Sektördeki genç istihdamı 2024 yılında 2,3 milyon artarak 2019 seviyelerini 2,4 milyon aştı. Seyahat ve Turizm sektöründeki gençlerin payı, genel ekonominin genelinden daha yüksek performans gösteriyor; T&T istihdamındaki doğrudan genç payı %15,7 iken, genel ekonomideki bu oran %13,7'dir.
İyilik İçin Bir Güç
ESR sonuçları, Seyahat ve Turizm'in çevresel ve sosyal ilerlemeyi ilerletmedeki artan rolünü teyit ediyor.
Umman Turizm Geliştirme Şirketi CEO'su Dr. Hashil Al Mahrouqi şunları söyledi: "OMRAN Group olarak, Sürdürülebilirlik Veri Ortağı olarak WTTC ile ortaklık yapmaktan gurur duyuyoruz ve Umman'ın sürdürülebilir turizm gelişimine olan bağlılığını pekiştiriyoruz. Bu iş birliği, küresel sahneye güçlü veriler ve içgörüler sunmamızı sağlayarak, ekonomik büyümeyi sürdürülebilirlik liderliğiyle dengeleyen kanıta dayalı stratejilerin şekillendirilmesine yardımcı oluyor."
"Bu ortaklığı, kendi sürdürülebilirlik gündemimizi hızlandırmak, ortaklarımıza ilham vermek ve sürdürülebilir turizme doğru küresel çabalara ve yerel toplulukların güçlendirilmesine katkıda bulunmak için bir katalizör olarak görüyoruz."
Guevara, "Seyahat ve Turizm, ekonomiler ve toplumlar genelinde olumlu değişime öncülük ediyor," diye ekledi. "Yüksek kaliteli işler yaratmaktan küresel emisyonlardaki payımızı azaltmaya kadar, sektörümüz hem dirençli hem de sorumlu olabileceğini kanıtlıyor. Doğru ortaklıklarla sektör, insanlar, gezegen ve refah için iyiye yönelik bir güç olmaya devam edecek."
Vergi Katkısı: Hükümetler için Güçlü Gelirler
Seyahat ve Turizm, 2024 yılında 3,5 trilyon dolar vergi geliri elde etti; bu rakam 2019'daki 3,3 trilyon dolardan fazlaydı. Bu da %6,1'lik bir artışı ve küresel hükümet gelirlerinin onda birini temsil ediyordu.

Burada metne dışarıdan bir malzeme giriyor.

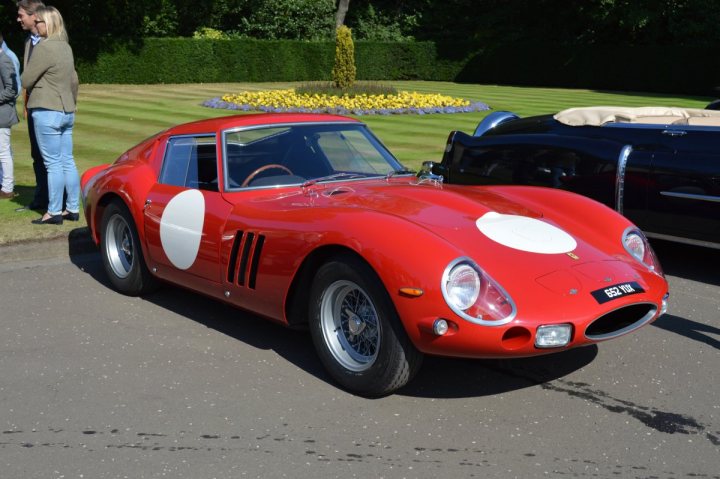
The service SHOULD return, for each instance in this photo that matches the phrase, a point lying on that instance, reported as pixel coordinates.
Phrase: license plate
(616, 291)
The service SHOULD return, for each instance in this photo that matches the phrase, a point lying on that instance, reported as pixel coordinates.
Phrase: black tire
(356, 330)
(121, 252)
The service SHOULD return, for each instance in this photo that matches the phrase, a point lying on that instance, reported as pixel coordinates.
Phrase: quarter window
(191, 161)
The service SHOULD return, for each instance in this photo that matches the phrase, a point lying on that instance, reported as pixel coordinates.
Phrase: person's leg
(40, 199)
(8, 182)
(71, 177)
(47, 132)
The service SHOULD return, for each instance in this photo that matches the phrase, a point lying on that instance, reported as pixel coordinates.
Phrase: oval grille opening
(620, 321)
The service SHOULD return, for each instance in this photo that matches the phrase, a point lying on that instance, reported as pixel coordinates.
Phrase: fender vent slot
(248, 246)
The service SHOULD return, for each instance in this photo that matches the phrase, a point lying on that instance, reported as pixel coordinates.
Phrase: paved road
(97, 385)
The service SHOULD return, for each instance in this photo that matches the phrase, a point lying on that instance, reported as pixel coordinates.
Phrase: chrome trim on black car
(492, 120)
(690, 196)
(620, 178)
(680, 239)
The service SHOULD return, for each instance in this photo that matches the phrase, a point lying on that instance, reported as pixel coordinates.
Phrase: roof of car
(658, 115)
(233, 121)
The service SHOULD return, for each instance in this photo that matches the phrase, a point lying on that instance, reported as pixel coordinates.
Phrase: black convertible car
(660, 167)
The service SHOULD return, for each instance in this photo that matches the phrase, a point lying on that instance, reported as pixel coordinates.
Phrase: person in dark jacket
(8, 118)
(52, 85)
(26, 18)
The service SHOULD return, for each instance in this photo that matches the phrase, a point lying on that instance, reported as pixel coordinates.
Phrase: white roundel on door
(181, 228)
(525, 234)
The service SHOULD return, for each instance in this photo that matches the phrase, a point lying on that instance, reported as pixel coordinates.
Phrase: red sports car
(308, 220)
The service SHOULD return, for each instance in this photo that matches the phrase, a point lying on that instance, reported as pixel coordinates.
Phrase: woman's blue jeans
(53, 130)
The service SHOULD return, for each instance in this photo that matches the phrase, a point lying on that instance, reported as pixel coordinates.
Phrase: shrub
(344, 71)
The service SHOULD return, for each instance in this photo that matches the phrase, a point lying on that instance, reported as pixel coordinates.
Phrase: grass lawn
(112, 118)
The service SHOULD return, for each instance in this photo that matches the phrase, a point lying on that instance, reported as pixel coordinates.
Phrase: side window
(191, 161)
(351, 151)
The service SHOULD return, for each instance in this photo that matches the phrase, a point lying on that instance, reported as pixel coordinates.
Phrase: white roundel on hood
(525, 234)
(181, 228)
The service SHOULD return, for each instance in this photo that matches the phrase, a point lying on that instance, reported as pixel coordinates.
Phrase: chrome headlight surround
(638, 246)
(474, 296)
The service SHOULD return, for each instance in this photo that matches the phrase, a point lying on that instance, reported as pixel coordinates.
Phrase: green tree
(344, 71)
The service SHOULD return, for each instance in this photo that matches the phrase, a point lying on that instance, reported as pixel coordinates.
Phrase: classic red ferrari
(308, 220)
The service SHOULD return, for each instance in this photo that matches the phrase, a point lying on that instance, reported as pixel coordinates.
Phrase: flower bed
(289, 101)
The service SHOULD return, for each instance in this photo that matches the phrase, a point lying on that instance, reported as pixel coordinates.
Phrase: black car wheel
(121, 253)
(357, 332)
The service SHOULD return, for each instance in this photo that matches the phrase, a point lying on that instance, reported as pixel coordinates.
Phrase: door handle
(674, 132)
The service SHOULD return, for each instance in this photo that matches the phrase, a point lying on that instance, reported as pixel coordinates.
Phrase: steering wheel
(252, 175)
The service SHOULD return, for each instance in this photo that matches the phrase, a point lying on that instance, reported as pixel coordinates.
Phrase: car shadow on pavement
(458, 378)
(438, 378)
(690, 329)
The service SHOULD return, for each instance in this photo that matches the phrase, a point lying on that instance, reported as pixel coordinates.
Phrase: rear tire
(122, 254)
(357, 332)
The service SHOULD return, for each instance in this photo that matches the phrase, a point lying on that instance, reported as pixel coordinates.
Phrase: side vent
(248, 246)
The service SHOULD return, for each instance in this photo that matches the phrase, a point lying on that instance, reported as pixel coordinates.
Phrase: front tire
(356, 330)
(121, 252)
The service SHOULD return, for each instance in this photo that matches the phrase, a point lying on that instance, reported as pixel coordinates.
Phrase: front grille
(620, 321)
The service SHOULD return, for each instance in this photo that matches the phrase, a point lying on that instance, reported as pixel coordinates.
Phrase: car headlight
(463, 286)
(637, 245)
(473, 295)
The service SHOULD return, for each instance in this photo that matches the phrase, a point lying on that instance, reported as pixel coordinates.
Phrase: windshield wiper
(334, 176)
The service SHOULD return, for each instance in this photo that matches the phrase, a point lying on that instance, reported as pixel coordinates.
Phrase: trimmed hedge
(185, 60)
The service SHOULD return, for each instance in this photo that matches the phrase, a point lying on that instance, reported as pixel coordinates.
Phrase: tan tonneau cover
(656, 115)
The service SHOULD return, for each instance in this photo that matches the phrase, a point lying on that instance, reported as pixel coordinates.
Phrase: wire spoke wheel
(119, 246)
(350, 325)
(356, 330)
(121, 252)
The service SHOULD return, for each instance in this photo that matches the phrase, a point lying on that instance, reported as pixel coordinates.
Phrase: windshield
(277, 155)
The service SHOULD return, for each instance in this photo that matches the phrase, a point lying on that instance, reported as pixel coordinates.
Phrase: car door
(684, 188)
(184, 214)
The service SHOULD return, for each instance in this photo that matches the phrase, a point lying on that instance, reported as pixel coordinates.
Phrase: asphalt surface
(94, 384)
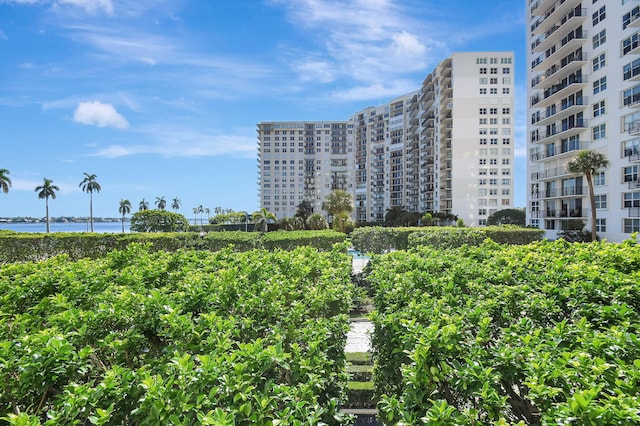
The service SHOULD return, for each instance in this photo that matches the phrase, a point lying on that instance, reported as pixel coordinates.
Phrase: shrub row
(190, 337)
(16, 246)
(378, 239)
(545, 333)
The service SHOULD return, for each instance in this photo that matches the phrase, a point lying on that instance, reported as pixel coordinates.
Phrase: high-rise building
(583, 84)
(446, 147)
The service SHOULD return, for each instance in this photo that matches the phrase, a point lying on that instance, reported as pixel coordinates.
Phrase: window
(631, 96)
(598, 109)
(601, 201)
(599, 38)
(631, 16)
(599, 61)
(599, 16)
(630, 43)
(631, 70)
(631, 225)
(630, 173)
(599, 85)
(600, 131)
(631, 199)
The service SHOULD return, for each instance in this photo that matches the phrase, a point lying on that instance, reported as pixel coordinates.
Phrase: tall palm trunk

WTTC, politika yapıcıları, turizme özgü yeni vergileri uygulamadan önce bu önemli katkıyı kabul etmeye ve olumlu çevresel ve sosyal etkileri hızlandırmak için gelirlerin yerel topluluklara ve altyapıya stratejik olarak yatırılmasını sağlamaya çağırıyor.